According to Recode, the app works in much the same way as the ridesharing services for everyday riders and drivers. But in this case, it matches commercial shippers with truck drivers looking for a job, with freight rides booked several weeks in advance or on the same day.
With Uber Freight, independent truck drivers don’t need to negotiate their fee. Instead, the price is predetermined and guaranteed. Once a driver gets a shipment to its destination, the payment begins processing, and a driver will be paid within seven days.
“Distance is certainly one of the strongest factors that determines our prices, as well as cargo type, location and others,” said a spokesperson. “Like Uber ridesharing, we take into account overall marketplace dynamics to surge prices overtime to match supply and demand.”
The company also revealed that there will be surge pricing. If Uber Freight is able to sign up enough shippers, drivers will be able to simply swipe through a marketplace of loads and choose which jobs they want to book.

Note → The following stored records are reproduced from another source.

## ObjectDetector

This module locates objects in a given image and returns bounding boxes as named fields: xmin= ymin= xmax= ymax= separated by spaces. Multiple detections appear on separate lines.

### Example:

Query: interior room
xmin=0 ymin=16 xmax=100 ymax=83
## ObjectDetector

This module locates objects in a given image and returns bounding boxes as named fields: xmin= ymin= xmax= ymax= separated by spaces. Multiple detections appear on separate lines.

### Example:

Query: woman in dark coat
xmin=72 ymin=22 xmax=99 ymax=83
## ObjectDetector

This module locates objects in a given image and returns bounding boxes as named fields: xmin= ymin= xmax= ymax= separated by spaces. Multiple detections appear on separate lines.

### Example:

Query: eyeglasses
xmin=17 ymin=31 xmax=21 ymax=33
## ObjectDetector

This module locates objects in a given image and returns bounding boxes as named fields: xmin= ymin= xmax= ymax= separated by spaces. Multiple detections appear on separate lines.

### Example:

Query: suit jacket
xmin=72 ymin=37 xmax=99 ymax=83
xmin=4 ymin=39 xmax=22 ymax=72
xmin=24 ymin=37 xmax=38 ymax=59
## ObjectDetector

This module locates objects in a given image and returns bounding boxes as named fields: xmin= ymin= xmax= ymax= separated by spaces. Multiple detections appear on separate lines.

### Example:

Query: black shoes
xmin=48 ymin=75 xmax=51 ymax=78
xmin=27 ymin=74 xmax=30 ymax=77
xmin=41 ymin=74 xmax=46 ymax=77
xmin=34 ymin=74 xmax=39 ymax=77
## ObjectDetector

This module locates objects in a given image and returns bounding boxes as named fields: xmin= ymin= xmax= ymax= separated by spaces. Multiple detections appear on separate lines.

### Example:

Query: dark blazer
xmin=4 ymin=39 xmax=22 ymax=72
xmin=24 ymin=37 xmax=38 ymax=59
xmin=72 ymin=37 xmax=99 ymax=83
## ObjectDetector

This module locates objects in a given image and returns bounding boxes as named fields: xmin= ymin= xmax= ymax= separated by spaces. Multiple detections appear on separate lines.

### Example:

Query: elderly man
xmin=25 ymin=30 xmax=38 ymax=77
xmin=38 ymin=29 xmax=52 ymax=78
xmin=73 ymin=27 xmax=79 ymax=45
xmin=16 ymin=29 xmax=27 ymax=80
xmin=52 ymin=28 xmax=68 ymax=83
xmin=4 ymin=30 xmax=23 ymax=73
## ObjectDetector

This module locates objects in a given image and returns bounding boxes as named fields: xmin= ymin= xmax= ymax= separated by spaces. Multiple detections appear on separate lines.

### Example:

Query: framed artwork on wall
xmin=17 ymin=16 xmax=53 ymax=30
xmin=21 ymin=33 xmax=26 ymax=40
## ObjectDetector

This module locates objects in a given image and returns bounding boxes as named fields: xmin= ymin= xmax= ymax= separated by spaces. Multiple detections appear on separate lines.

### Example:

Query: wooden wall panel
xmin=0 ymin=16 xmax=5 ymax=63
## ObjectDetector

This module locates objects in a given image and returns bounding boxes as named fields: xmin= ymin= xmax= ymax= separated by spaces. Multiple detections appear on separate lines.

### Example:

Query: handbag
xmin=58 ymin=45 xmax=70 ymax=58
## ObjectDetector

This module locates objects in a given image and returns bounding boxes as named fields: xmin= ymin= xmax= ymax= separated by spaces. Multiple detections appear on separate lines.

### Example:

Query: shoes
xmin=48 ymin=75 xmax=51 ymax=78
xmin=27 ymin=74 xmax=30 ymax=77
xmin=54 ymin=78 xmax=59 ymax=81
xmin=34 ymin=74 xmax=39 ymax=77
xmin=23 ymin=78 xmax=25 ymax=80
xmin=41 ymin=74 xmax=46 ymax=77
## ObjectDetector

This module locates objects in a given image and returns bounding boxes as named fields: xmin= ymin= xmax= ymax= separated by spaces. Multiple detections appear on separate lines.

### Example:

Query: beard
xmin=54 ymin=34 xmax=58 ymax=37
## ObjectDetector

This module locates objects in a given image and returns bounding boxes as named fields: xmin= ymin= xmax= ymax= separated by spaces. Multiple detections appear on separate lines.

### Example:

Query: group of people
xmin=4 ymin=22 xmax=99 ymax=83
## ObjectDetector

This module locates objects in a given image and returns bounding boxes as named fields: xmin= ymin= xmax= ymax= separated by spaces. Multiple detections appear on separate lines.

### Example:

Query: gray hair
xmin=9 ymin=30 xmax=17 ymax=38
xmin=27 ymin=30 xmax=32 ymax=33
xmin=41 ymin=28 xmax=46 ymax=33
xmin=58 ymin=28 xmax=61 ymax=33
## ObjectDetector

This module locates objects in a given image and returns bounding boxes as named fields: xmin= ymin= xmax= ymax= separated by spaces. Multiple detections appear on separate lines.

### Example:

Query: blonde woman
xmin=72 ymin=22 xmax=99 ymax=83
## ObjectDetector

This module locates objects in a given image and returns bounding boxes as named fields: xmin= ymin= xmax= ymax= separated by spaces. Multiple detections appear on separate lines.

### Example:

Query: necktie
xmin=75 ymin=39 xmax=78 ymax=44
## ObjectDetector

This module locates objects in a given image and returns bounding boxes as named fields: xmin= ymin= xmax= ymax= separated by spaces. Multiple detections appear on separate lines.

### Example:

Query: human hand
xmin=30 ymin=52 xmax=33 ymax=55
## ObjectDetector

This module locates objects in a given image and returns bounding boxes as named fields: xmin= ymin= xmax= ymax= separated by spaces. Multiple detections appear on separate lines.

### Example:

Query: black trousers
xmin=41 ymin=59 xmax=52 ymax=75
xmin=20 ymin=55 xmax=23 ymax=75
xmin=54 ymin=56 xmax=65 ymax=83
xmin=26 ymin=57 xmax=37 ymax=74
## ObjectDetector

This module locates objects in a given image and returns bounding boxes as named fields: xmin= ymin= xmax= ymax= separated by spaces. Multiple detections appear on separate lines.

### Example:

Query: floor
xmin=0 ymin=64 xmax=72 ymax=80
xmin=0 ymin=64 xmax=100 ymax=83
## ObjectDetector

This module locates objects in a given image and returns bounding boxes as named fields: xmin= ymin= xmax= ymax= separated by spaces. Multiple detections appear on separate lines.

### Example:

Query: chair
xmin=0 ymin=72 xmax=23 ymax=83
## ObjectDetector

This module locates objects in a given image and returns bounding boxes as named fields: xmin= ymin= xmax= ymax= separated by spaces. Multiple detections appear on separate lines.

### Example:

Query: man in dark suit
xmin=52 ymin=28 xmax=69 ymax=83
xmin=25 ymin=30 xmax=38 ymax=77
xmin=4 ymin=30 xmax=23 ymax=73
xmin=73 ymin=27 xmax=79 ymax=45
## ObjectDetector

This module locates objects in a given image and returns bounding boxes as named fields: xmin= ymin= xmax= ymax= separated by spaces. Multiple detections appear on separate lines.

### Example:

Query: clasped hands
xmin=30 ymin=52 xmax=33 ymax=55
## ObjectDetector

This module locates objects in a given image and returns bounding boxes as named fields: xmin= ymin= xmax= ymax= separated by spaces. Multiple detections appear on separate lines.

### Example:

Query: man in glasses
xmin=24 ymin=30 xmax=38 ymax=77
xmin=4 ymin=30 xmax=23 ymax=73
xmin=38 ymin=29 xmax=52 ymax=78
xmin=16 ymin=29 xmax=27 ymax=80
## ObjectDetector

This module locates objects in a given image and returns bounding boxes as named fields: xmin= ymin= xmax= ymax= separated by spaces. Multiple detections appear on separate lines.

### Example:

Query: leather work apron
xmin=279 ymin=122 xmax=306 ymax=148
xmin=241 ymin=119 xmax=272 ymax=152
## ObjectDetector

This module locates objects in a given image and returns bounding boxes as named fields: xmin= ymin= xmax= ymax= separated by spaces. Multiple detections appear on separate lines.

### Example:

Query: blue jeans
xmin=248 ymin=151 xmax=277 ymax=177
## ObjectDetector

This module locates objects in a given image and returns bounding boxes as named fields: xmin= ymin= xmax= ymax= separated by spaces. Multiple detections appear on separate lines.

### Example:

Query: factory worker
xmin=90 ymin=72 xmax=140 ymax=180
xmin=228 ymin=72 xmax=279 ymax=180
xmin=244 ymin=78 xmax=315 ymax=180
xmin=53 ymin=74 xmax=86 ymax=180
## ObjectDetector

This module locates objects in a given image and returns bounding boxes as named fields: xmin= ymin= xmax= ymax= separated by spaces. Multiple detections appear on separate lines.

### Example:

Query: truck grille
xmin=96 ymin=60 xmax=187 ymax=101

Uber says it has exclusive contracts with all of its current shippers and is mainly shipping out of Texas for the time being.
But there is concern over the long-term ramifications for drivers using the service. Uber Freight was created after the company acquired self-driving trucking company Otto. So while the app will help the company build a shipping network and generate revenue right now, it will also give Uber the data and the network it needs to create a driverless truck business in the future.
The company does have some competition, including Convo, which is backed by Greylock Partners and has raised $18.5 million.